Jezioro Miejskie w Międzychodzie to popularne miejsce wśród mieszkańców. W sobotę przed południem stało się jednak areną makabrycznego odkrycia. Jeden ze spacerowiczów dostrzegł przy brzegu jeziora ludzkie zwłoki. Na miejsce przybyły służby.
Szybko ustalono, że ofiara to 68-letni mężczyzna, który w piątek nie wrócił na noc do domu. Ciało znajdowało się przy przeciwległym brzegu niż miejscowość. Zostało wydobyte przez strażaków i zabezpieczone do sekcji zwłok. Śledczy chcą się upewnić, czy w tym wypadku nie było udziału osób trzecich.
ZOBACZ TEŻ: 80-latek wyszedł na grzyby.
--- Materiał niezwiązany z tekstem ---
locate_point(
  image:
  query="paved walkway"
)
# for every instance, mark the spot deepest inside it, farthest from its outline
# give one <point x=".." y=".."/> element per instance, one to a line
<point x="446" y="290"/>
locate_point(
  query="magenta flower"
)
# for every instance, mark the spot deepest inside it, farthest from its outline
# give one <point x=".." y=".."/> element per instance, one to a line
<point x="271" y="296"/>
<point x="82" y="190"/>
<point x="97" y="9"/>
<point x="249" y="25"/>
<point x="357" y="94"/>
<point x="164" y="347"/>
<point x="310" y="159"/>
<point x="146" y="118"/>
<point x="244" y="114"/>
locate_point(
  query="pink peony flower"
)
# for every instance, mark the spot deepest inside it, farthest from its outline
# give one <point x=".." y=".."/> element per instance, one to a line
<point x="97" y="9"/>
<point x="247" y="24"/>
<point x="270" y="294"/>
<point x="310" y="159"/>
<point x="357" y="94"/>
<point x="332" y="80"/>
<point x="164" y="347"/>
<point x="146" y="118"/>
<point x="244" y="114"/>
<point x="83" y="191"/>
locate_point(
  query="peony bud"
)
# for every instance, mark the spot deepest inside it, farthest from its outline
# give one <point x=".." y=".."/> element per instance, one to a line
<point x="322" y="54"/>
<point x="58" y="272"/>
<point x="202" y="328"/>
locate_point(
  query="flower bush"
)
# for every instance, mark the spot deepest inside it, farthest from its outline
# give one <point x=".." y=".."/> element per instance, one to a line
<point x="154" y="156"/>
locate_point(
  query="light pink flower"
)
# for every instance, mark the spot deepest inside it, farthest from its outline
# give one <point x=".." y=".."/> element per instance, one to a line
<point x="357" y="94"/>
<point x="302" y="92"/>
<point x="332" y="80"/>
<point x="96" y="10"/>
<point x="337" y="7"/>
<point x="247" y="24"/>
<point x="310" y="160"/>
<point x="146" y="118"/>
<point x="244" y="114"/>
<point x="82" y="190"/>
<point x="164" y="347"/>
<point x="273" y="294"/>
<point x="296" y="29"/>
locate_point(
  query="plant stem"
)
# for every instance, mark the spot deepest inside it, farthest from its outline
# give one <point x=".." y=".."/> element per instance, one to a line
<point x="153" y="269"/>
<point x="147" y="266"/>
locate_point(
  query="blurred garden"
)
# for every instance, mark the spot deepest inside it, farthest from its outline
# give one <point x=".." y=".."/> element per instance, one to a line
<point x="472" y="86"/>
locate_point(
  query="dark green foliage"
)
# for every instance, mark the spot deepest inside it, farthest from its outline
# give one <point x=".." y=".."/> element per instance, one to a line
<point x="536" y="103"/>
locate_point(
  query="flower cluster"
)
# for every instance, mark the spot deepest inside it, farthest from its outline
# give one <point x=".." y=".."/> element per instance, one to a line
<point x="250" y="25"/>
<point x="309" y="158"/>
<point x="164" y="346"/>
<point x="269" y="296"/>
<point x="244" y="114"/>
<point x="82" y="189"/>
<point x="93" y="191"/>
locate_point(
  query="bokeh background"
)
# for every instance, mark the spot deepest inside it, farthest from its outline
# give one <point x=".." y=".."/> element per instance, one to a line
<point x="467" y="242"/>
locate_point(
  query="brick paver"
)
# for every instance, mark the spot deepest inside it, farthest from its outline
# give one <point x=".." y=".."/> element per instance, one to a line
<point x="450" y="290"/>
Gdyby nie pies, już by nie żył
Najprawdopodobniej mężczyzna utonął w piątkowy wieczór. Jednak na razie policjanci nie chcą jednak wyrokować w sprawie:
Nie wiemy, jak zginął mężczyzna. Sprawdzamy, czy mogły mieć w tym udział osoby trzecie, czy był to nieszczęśliwy wypadek
- powiedział podkomisarz Jan Wieczorek z komendy w Międzychodzie.